Inquiétudes sur l'instabilité politique dans le Proche-Orient

Un Conseil pour la sécurité énergétique a été crée fin novembre à Washington. Cette nouvelle a interloqué les experts car les prix des combustibles fossiles restent relativement stables et celui du gaz naturel fléchit aux États-Unis, suite à l’augmentation de la production nationale. Il est fort probable que les politiciens et les hommes d’affaires américains qui ont pris l’initiative de création du Conseil, soient préoccupés par la dépendance du pays à l’importation de pétrole. Ils estiment que les importations d’hydrocarbures en provenance du Proche-Orient renforcent la base matérielle du terrorisme international qui constitue toujours la principale menace pour les États-Unis.

Alan Greenspan, ex-président de la Banque Centrale Américaine met en garde contre les actes de sabotage sur les champs de pétrole au Proche-Orient et la demande croissante chinoise qui pourraient provoquer une flambée des prix des matières premières. Les analystes américains tirent la sonnette d’alarme en affirmant que d’ici deux ans le prix du baril pourrait s’établir à 150 dollars. Dans ces conditions, la politique d’autosuffisance énergétique des États-Unis trouve de plus en plus d’adeptes, note Alexandre Passetchnik, expert de la Fondation pour la sécurité énergétique nationale.

«Les Américains importent une partie du pétrole mais leur stratégie est différente. Ils pensent surtout à l’avenir préférant importer du pétrole et ménager leurs propres réserves.

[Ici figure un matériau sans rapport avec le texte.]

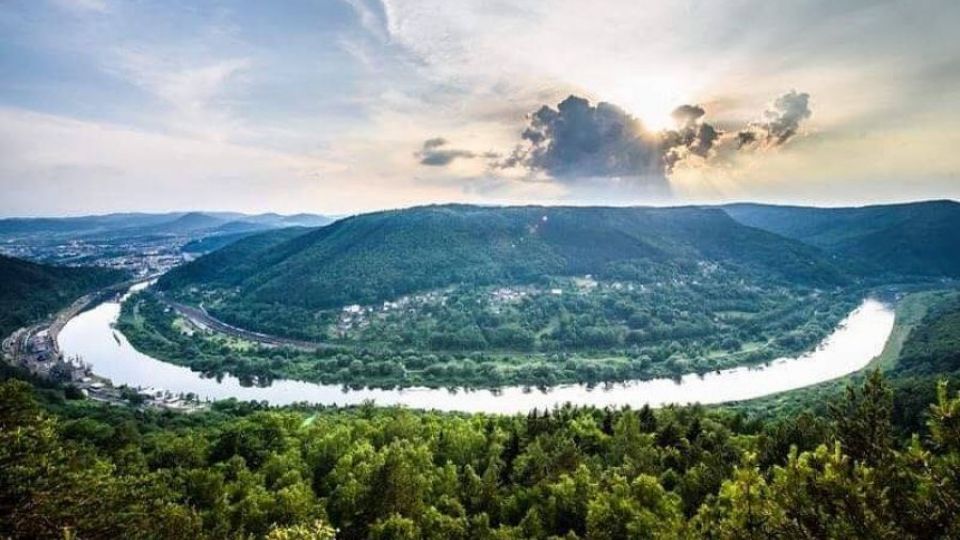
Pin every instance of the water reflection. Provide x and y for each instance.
(857, 340)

Cette stratégie est en train de changer et les forages sur le plateau d’Alaska montrent que les États-Unis cherchent à se débarrasser progressivement de cette dépendance. Après tout, la conjoncture des prix est telle qu’il devient avantageux de mettre en production même les gisements difficilement accessible».

Il convient de noter par ailleurs que pratiquement tout le réseau de transport des États-Unis fonctionne à partir de combustibles dérivés du pétrole. C’est pour cette raison que la part du lion de leur budget militaire est affectée à assurer la sécurité des routes d’importation de pétrole. Le Pentagone cherche également à réduire sa dépendance aux hydrocarbures. Il a récemment acheté 450.000 gallons de biocarburant pour la Marine nationale à cinq fois le prix de l’essence ordinaire.

Il est par conséquent évident que la société Conoco Phillips n’est que la première dans la mise en production des réserves stratégiques des États-Unis en Alaska.